En préambule, M. Flavien NEUVY, de l'Observateur Cetelem, nous dresse rapidement le portrait du nouveau consommateur brésilien.

M. Flavien NEUVY
Observateur Cetelem

Le challenge est intéressant qui me conduit à parler du consommateur brésilien en quelques minutes, je serai donc synthétique. Au préalable, je vous présente rapidement l'Observateur Cetelem. Il s'agit d'une filiale de BNP Paribas, en cours de fusion avec une autre filiale de ce groupe, l'UCB, spécialiste du crédit immobilier. Ces regroupements amèneront à la création d'une entité spécialiste du crédit général aux particuliers. Nous sommes présents dans 30 pays, avec un développement à l'international initié en 1984, et nous gérons actuellement un encours de 100 milliards d'euros.

Cetelem est implanté au Brésil depuis 1999 et connaît une belle réussite. Quelques chiffres peuvent illustrer mes propos : la société compte aujourd'hui environ 2 000 collaborateurs, et une production crédit de plus de trois milliards d'euros. Le Brésil est extrêmement important dans notre stratégie de développement. Porté par la croissance interne comme externe, le pays occupe déjà le 4 ème rang en termes de revenus dans l'univers Cetelem.

La consommation des ménages, facteur essentiel à la croissance, est drainée par deux moteurs : la démographie, avec une population jeune qui a envie de consommer et la baisse de la pauvreté, avec l'émergence d'une classe moyenne très importante. L'Observateur Cetelem estime qu'entre 2005 et 2007, plus de 20 millions de Brésiliens ont rejoint les classes moyennes.

Le consommateur brésilien est exigeant, sélectif et très attentif à la qualité des prestations offertes. Je prendrai l'exemple des travaux d'aménagement : les Brésiliens font appel, pour 53 %, à des professionnels. Le Brésilien est donc un consommateur averti, attentif au rapport qualité/prix.

J'aimerais ajouter un élément, qui est l'optimisme du consommateur brésilien. Chaque année, l'Observateur Cetelem réalise une étude. Les personnes interrogées sont chargées d'évaluer la situation globale du pays avec une note de 1 à 10. Au Brésil, la note atteint 5,3/10 : sur ce type d'étude, ce résultat est satisfaisant. L'optimisme se retrouve dans les intentions d'achat. En effet, cette année, les consommateurs brésiliens désirent consommer au détriment de l'épargne. Je citerai quelques chiffres à cet égard : en 2007, 46 % des personnes interrogées déclarent vouloir consommer, contre 39 % en 2005.

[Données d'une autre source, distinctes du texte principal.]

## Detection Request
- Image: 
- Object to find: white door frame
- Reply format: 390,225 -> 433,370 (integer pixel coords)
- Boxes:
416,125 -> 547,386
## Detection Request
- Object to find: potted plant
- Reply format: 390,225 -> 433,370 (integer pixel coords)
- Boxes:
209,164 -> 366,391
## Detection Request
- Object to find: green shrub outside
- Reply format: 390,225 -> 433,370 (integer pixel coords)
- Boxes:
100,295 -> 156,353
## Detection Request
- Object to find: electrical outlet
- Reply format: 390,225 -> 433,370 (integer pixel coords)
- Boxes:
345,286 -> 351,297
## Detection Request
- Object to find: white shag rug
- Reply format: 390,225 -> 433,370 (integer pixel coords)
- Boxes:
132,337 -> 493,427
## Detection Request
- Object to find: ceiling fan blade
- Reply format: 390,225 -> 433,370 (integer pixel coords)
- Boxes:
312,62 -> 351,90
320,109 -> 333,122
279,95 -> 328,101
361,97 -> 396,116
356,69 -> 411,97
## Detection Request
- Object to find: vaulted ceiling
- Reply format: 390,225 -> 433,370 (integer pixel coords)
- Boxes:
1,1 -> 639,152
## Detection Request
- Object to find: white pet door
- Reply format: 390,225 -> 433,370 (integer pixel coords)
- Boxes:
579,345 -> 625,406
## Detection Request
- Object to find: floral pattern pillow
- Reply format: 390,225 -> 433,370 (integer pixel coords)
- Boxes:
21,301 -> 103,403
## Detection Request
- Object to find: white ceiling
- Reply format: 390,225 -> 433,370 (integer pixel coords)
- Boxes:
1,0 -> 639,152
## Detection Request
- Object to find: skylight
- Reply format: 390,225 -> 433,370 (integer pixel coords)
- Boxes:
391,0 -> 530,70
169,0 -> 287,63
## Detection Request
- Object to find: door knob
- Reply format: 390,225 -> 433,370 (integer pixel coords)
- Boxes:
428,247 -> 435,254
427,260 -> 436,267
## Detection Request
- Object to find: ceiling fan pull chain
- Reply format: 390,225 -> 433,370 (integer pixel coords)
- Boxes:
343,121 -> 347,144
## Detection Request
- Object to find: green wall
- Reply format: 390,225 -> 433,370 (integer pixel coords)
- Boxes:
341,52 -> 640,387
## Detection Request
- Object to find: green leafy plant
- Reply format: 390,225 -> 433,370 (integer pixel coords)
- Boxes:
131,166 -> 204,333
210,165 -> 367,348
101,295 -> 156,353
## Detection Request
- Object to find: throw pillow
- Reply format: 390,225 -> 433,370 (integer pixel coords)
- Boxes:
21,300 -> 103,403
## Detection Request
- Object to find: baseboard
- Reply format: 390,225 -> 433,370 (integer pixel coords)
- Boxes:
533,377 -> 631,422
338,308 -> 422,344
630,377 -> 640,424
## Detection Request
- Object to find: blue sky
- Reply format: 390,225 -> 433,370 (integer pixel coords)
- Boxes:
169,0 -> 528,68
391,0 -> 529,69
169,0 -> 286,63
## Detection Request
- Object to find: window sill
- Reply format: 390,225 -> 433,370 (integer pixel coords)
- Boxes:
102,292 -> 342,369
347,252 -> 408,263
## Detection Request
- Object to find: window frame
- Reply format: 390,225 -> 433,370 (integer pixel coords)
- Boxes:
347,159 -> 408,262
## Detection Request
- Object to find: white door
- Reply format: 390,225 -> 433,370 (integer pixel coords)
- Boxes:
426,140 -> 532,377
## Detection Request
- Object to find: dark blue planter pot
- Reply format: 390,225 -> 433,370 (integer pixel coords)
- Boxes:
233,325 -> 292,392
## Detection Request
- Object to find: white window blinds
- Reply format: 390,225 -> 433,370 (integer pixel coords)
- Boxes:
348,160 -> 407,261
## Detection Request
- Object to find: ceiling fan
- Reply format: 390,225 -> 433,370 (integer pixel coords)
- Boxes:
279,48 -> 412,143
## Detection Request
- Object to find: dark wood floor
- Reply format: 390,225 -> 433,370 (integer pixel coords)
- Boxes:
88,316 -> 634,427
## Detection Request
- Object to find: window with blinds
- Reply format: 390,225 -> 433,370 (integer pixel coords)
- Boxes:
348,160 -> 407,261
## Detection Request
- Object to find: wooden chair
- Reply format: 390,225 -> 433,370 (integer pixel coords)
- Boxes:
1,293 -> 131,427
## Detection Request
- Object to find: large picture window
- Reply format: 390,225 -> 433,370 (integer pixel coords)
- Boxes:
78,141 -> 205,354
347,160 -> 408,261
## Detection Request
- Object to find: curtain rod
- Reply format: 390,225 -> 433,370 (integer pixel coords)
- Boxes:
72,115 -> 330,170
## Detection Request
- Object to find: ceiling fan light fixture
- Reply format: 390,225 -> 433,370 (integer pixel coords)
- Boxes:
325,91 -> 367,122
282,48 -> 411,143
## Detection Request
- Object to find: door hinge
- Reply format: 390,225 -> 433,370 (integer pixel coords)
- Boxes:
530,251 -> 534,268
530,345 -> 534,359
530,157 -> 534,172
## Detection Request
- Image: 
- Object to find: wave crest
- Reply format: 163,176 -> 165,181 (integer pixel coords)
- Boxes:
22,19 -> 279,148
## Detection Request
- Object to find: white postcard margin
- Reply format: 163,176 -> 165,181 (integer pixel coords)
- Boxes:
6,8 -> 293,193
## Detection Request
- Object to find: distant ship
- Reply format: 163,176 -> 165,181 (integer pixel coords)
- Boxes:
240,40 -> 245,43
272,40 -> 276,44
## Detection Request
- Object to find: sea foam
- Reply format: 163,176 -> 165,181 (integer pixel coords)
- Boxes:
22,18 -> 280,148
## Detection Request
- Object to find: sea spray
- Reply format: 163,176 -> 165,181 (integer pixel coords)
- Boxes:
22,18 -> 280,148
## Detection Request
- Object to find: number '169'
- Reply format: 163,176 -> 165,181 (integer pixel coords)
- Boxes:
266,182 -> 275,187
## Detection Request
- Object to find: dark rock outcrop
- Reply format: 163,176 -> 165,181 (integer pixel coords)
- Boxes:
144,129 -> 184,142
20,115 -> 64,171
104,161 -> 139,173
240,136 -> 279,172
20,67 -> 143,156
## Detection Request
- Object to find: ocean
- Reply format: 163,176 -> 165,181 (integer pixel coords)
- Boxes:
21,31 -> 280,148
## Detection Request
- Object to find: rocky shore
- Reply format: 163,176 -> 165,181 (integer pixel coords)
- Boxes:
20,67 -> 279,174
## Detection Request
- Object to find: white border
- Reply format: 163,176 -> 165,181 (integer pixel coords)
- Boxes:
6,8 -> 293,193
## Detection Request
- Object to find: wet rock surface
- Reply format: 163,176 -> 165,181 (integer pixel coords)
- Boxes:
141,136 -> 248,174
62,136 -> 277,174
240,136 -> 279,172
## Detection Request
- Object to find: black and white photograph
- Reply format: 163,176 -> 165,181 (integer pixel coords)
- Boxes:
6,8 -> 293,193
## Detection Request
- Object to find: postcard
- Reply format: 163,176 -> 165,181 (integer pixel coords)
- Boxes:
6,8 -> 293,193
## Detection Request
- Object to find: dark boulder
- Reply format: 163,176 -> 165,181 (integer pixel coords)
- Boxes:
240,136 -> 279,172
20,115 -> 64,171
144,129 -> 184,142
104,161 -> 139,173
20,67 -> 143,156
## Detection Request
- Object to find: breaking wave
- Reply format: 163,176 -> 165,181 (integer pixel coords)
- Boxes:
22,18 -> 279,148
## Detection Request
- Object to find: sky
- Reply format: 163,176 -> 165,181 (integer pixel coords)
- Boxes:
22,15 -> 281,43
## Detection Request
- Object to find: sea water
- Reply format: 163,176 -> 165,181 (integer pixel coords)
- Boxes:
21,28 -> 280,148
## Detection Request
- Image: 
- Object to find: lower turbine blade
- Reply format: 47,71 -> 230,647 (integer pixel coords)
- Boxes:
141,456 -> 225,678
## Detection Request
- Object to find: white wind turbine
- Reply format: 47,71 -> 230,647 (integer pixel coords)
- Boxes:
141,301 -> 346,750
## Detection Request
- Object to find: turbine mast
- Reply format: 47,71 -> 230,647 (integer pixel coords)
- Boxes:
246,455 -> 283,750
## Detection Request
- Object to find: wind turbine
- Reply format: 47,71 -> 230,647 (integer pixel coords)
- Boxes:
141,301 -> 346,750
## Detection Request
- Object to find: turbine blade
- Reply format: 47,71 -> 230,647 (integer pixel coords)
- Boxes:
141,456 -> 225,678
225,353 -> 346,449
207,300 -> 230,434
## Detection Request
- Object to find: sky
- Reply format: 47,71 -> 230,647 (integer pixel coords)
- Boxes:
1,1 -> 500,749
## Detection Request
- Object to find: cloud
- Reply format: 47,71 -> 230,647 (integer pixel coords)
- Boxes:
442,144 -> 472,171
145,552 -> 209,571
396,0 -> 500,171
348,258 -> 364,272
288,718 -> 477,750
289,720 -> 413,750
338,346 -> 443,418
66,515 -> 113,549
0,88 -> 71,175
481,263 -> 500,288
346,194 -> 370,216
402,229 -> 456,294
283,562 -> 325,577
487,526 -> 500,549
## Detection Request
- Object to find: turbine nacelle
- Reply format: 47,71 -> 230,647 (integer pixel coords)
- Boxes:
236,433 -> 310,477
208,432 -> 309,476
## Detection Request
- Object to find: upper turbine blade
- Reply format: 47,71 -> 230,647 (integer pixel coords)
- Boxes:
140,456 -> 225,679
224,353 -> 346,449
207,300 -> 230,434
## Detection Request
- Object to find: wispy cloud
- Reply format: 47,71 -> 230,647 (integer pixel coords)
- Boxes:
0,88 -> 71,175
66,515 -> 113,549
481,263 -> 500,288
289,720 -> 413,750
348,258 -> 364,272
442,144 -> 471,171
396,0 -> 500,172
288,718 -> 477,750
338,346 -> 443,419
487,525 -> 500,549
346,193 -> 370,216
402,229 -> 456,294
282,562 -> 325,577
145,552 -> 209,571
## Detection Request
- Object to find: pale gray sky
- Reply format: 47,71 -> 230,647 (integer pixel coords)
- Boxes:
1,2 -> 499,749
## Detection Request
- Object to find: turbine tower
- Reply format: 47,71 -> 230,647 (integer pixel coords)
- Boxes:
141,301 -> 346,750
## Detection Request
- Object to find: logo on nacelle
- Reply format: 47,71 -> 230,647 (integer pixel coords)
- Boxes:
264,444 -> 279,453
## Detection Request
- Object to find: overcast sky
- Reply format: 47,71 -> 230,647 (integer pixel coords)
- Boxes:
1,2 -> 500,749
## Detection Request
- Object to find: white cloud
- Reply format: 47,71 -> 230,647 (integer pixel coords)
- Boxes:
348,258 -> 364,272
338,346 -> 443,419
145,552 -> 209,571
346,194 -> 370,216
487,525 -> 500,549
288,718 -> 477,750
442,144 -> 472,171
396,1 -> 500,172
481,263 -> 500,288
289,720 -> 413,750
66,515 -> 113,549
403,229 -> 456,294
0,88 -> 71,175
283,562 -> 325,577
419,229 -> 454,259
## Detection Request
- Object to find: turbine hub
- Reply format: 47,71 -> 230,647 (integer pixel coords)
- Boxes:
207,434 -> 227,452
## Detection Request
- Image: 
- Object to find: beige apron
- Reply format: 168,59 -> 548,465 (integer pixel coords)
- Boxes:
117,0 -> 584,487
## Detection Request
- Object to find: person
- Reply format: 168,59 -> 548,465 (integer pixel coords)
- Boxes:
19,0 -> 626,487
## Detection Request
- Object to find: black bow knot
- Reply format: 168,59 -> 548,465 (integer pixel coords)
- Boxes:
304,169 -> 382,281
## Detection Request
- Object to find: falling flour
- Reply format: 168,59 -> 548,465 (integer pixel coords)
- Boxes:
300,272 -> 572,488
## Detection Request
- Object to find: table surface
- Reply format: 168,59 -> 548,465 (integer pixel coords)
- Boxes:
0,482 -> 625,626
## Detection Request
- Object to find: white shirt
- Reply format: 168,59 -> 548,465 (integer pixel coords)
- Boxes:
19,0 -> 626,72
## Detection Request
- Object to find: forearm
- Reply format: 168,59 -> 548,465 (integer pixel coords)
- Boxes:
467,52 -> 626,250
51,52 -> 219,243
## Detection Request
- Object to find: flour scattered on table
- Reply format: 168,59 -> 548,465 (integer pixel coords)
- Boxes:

Un autre élément invite à la réflexion : les meilleures ventes de produits ont trait aux nouvelles technologies. Le téléphone mobile reste un produit phare mais s'y ajoutent aussi l'automobile et l'équipement informatique. Le taux d'équipement des ménages reste encore en retrait, ce qui laisse entrevoir des perspectives de développement important.

Enfin, le recours au crédit est un élément notable. Le phénomène constitue presque un style de vie. La croissance du recours au crédit est très forte : 1 % du PIB en 1995 contre 9 % aujourd'hui. Nous projetons 12 % d'ici 5 ans. Par ailleurs, le crédit consigné est une spécificité du marché brésilien. Il s'agit d'un un crédit à la consommation classique, mais dont le remboursement se fait par prélèvement sur salaire. Très développé au Brésil, ce mode de crédit offre des garanties financières supplémentaires aux organismes financiers.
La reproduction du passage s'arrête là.